Hacıların deneyimlerini iyileştirmek için güvenlik ve konfor sağlayan teknik uygulamalar ve gelişmiş lojistik tesisler de dahil olmak üzere yeni hizmetlerin ve yeniliklerin başlatıldığına işaret eden er-Rabia, ziyaretçilerin memnuniyetlerinin her yıl artacağına dair iyimserliğini dile getirdi. Er-Rabia, Suudi Arabistan'ın Vizyon 2030'a ulaşma ve önde gelen bir İslami destinasyon olarak konumunu geliştirme konusundaki kararlılığını vurguladı.

Er-Rabia, hac sezonu boyunca hacılara hizmet sunulmasını kolaylaştıran, kişisel ve sağlık verileri ile ikamet ettiği yer de dahil olmak üzere hacı hakkında kapsamlı bilgiler içeren Nusuk elektronik kartının piyasaya sürüldüğünü duyurdu. Kartın, hacıların yerlerini kolaylıkla tespit edebilmeleri sayesinde hacılar arasındaki kayıp vakalarının azalmasına yardımcı olduğunu, ayrıca hacılara sağlık ve güvenlik hizmetleri sağladığını ve kutsal mekanlara girişlerin organize edilmesine yardımcı olarak ihlallerin azaltılmasına katkıda bulunduğunu belirtti.

Er-Rabia, Nusuk uygulamasının sadece Hac ve Umre sezonlarında kullanılan bir uygulama değil, dünyanın dört bir yanındaki Müslümanlar için kapsamlı bir araç olmayı hedeflediğini ve birçok hizmet sunduğunu açıkladı.

Entegre format

Mühendis Salih el-Casir, Suudi Arabistan'daki taşımacılık ve lojistik sisteminin kara, demiryolu, deniz, hava, lojistik ve posta taşımacılığı da dahil olmak üzere bileşenleri arasında entegre bir formatla çalıştığını vurguladı. El-Casir, Suudi Arabistan liderliğinin direktifleri doğrultusunda, taşımacılık ve lojistik sisteminin, hacıların ve umrecilerin yolculuklarını kolaylaştırmaya katkıda bulunan kapsamlı ve seçkin hizmetler sağlamak için kullanıldığını ifade etti.
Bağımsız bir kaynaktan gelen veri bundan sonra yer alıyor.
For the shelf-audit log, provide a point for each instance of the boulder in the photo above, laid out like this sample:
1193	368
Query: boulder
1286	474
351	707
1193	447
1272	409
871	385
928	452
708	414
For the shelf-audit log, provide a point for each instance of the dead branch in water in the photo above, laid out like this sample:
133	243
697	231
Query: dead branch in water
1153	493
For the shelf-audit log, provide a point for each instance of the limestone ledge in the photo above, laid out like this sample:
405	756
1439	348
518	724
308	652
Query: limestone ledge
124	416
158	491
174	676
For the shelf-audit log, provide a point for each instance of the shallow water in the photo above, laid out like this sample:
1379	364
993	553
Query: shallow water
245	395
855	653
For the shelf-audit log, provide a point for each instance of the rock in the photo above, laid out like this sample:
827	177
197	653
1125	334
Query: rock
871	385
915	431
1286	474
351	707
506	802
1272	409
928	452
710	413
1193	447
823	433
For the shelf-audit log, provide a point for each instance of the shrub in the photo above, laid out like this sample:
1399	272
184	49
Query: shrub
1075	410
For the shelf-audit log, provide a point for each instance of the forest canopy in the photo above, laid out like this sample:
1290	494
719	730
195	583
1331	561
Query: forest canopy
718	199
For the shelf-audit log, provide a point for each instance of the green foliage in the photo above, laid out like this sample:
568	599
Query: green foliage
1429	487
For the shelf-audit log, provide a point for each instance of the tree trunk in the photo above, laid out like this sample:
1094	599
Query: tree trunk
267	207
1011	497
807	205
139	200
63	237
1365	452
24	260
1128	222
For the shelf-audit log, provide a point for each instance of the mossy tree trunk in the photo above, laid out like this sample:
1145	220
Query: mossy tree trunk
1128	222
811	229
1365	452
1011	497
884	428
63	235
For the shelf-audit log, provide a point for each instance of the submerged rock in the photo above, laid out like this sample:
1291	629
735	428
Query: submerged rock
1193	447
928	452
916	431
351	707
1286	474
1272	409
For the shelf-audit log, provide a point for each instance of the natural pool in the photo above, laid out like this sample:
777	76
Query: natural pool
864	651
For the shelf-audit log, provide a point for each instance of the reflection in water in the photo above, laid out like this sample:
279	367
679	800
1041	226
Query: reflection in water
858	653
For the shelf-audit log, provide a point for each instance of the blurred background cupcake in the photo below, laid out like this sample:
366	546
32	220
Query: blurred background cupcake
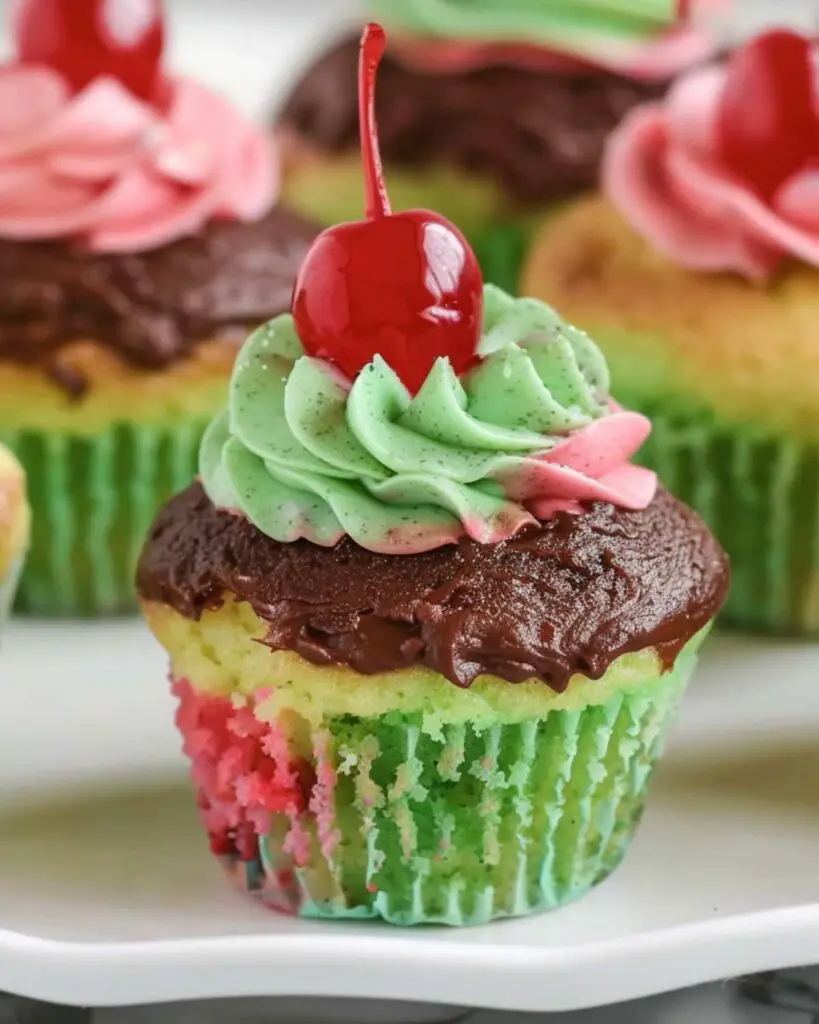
491	113
139	239
14	527
428	626
698	273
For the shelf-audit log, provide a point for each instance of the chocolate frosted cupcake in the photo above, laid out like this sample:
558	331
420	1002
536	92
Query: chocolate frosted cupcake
14	526
139	240
428	626
697	269
492	113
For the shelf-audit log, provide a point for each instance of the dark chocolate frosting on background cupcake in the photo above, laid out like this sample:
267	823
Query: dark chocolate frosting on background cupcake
151	307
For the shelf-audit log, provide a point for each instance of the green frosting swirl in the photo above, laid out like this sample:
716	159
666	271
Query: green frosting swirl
545	22
302	453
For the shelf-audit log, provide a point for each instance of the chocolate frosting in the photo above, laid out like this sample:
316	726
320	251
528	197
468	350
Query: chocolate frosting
151	307
539	133
569	596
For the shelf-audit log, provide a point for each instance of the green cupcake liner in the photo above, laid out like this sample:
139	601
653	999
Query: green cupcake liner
475	822
92	502
761	497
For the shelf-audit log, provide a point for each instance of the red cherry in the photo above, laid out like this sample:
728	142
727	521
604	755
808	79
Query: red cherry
768	118
404	286
86	39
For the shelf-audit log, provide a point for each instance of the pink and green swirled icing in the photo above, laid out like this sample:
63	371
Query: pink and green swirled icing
646	39
304	453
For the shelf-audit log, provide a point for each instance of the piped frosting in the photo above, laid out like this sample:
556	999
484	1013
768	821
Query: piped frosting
121	175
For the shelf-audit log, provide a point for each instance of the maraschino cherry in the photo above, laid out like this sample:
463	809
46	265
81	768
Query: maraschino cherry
768	118
86	39
403	286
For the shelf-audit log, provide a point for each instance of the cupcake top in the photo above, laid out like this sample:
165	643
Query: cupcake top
417	470
13	512
722	174
137	208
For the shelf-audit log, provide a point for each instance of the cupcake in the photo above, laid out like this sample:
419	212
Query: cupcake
13	527
139	241
428	626
491	113
696	271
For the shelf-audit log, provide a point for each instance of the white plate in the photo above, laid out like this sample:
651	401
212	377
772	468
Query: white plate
108	894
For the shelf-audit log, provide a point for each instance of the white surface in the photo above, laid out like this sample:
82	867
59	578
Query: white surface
108	894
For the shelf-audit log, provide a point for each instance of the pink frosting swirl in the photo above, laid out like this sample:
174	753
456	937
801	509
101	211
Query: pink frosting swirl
664	171
117	174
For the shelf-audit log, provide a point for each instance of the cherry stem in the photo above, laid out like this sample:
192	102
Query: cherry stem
374	43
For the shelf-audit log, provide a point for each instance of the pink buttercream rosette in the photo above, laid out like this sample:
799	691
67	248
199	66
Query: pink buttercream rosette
118	174
664	171
592	464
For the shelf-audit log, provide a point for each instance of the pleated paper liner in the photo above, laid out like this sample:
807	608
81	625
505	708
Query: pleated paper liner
476	822
761	497
92	502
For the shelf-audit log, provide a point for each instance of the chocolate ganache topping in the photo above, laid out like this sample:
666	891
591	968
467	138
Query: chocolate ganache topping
540	132
152	307
568	596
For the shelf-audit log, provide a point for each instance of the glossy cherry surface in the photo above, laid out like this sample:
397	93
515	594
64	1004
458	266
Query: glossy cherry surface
86	39
404	286
768	118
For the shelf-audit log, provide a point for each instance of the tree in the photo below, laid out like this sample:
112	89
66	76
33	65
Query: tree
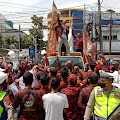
37	29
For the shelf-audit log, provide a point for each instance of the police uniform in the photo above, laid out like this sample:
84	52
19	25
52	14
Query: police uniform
102	102
6	109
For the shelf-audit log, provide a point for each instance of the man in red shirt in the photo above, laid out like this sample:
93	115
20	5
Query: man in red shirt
30	101
85	93
72	93
64	77
79	42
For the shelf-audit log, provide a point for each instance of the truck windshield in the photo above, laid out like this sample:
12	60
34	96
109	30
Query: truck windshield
77	61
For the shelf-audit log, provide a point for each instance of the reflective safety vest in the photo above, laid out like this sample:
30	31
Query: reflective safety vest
3	112
104	104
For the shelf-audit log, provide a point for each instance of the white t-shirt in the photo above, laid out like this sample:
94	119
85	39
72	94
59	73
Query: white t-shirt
54	105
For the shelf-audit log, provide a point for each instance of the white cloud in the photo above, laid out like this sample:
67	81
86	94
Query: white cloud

El-Casir, bu hizmetlerin entegrasyonunun sadece ulaşım araçlarıyla sınırlı olmadığını, Hac, İçişleri, Sağlık Bakanlıkları ve diğer ilgili taraflarla koordinasyonu da içerdiğini belirtti. Bu çabaların bir parçası olarak, hacıların ve umrecilerin her yıl genel deneyimlerinin iyileştirilmesine katkıda bulunan gelişmiş ve tutarlı hizmetlerin sunulmasını sağlamak için kaynakların yoğunlaştırıldığını ve sürekli olarak kullanıldığını ifade etti.

Kentsel gelişim

Mühendis Fahd el-Buleheyşi ise Hac ile bağlantılı tarihi ve manevi mirasıyla Medine’nin, hac ve umre ziyaretçilerine yönelik hizmetler sisteminin önemli bir parçası olduğunu söyledi. Son 10 yılda yüzde 140'lık bir artışla 2024 yılında ziyaretçi sayısında 18 milyonun üzerinde kayda değer bir artışa tanık olunduğunu ve 2019'da iki gün olan kalış süresinin 2023'te 10 günün üzerine çıktığını, bunun da şehrin gelişimini ve hizmetlerinin iyileştirilmesini yansıttığını vurguladı.
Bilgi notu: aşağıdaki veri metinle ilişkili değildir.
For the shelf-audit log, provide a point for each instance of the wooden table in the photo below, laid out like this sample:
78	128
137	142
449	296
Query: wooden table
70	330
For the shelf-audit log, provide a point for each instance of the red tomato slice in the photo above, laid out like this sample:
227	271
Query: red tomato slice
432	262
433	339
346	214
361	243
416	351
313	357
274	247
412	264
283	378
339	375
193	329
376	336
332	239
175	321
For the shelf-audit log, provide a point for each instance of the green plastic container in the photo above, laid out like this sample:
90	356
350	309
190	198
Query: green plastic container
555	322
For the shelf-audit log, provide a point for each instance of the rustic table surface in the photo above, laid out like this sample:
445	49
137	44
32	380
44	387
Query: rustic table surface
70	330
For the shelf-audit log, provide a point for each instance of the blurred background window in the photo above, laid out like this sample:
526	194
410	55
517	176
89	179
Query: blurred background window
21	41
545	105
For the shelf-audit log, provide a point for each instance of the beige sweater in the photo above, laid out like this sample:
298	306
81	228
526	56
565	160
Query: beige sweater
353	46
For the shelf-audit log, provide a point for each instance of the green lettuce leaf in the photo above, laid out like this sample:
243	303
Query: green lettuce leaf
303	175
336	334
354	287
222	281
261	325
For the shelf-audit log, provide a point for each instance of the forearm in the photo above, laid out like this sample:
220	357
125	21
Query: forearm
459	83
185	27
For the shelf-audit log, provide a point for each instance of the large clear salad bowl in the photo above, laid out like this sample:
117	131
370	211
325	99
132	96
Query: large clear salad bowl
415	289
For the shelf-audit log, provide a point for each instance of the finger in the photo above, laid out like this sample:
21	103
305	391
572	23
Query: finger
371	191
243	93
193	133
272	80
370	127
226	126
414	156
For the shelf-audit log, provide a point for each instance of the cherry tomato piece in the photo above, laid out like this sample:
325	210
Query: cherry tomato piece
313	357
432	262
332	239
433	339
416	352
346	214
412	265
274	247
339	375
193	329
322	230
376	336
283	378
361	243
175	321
Kentte ulusal mirasın bir parçası olarak tescil edilmiş 2 binden fazla tarihi alan bulunduğunu belirten el-Buleheyşi, bunlardan ilk 100'ünün geliştirilmesi için çalışmaların sürdüğünü ve 45 alanın halihazırda aktif hale getirildiğini söyledi. El-Buleheyşi, aktivasyon sürecinin, alanların tamamen restore edilmesini, ziyarete hazırlanmasını ve önemleri konusunda farkındalık yaratılmasını içerdiğini, bunun da şehrin hacılar ve umreciler için önemli bir yer olarak değerini artırdığını kaydetti.

Kayda değer ilerleme

Mühendis Salih er-Reşid ise büyük bir kutsallığa sahip olan Mekke'nin geliştirilmesi sürecinde karşılaşılan zorluklardan bahsetti. Buna rağmen Suudi Arabistan'ın Mekke'deki altyapı ve kamu tesislerinin geliştirilmesinde kayda değer bir ilerleme kaydetmeyi başardığını ve Mekke'de çeşitli projeler geliştirmenin yanı sıra, kutsal mekânlardaki ulaşım hareketini iyileştirmek ve düzenlemek için çalıştığını belirtti.

Akıllı hareketlilik

Suudi Arabistan'ın Mekke’de gelişmiş ve farklı bir ulaşım sağlama çabalarının parçası olarak, ziyaretçiler için ulaşım deneyimini iyileştirmeyi amaçlayan, gelişmiş taksiler ve elektrikli mobilite teknolojilerinin kullanımı gibi akıllı ulaşım hizmetleri de dahil olmak üzere, sıkışıklığın azaltılmasına ve daha konforlu ve sorunsuz ulaşım araçları sağlanmasına katkıda bulunan, artan sayıda hacı ve umrecinin ihtiyaçlarını karşılayan güvenli ve etkili bir deneyim sağlayan yeni girişimler duyuruldu.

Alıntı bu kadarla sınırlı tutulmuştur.